Geneticists have deciphered the genetic code of the world's most studied microorganism, a bacterium called Escherichia coli. As reported in tomorrow's issue of Science*, the genome of this laboratory workhorse and common pathogen is 4.6 million base pairs long, making it the largest bacterial genome sequenced to date. This DNA includes 4288 genes, 40% of which are complete mysteries, says Frederick Blattner, whose group at the University of Wisconsin, Madison, began working toward this goal almost 15 years ago.
For decades, microbiologists, biochemists, geneticists, and cell biologists have studied this easy-to-grow organism to gain insights into the biochemical workings of life. More recently, a pathogenic strain in tainted meat has made E. coli a household name. Many researchers hope the complete genetic code of the innocuous strain will help them understand what makes this new strain so deadly.

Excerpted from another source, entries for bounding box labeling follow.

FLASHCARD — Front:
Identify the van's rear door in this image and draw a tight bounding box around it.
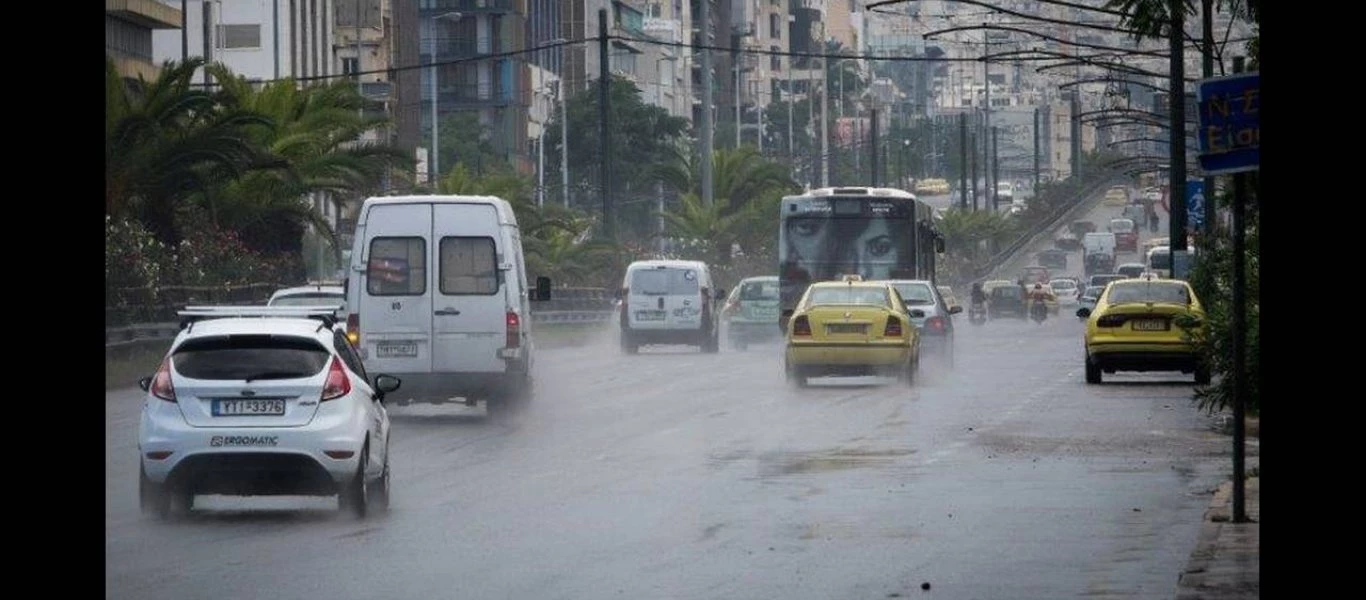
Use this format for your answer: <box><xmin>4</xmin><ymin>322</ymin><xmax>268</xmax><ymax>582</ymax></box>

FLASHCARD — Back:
<box><xmin>432</xmin><ymin>204</ymin><xmax>512</xmax><ymax>373</ymax></box>
<box><xmin>352</xmin><ymin>204</ymin><xmax>433</xmax><ymax>373</ymax></box>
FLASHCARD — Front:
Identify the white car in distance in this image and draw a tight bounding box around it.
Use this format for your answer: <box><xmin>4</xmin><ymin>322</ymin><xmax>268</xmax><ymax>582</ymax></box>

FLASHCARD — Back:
<box><xmin>138</xmin><ymin>306</ymin><xmax>400</xmax><ymax>518</ymax></box>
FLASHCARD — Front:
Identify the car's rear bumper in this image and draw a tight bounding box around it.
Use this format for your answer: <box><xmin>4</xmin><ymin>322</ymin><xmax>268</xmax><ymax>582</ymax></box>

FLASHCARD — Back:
<box><xmin>1086</xmin><ymin>342</ymin><xmax>1199</xmax><ymax>373</ymax></box>
<box><xmin>787</xmin><ymin>343</ymin><xmax>911</xmax><ymax>366</ymax></box>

Already, partial E. coli sequences that Blattner and, independently, a Japanese team have deposited in a public database have given researchers a taste of how valuable such data can be. Matches between new genes from other species, including mammals, and these E. coli sequences have often helped researchers pin a name and function on their discoveries. Now, with the full genomic overview, researchers can begin to form a coherent picture of E. coli's complete biology. "Having this complete set of instructions gets us one step closer to understanding how a free organism functions," points out Francis Collins, director of the National Human Genome Research Institute (NHGRI) in Bethesda, Maryland.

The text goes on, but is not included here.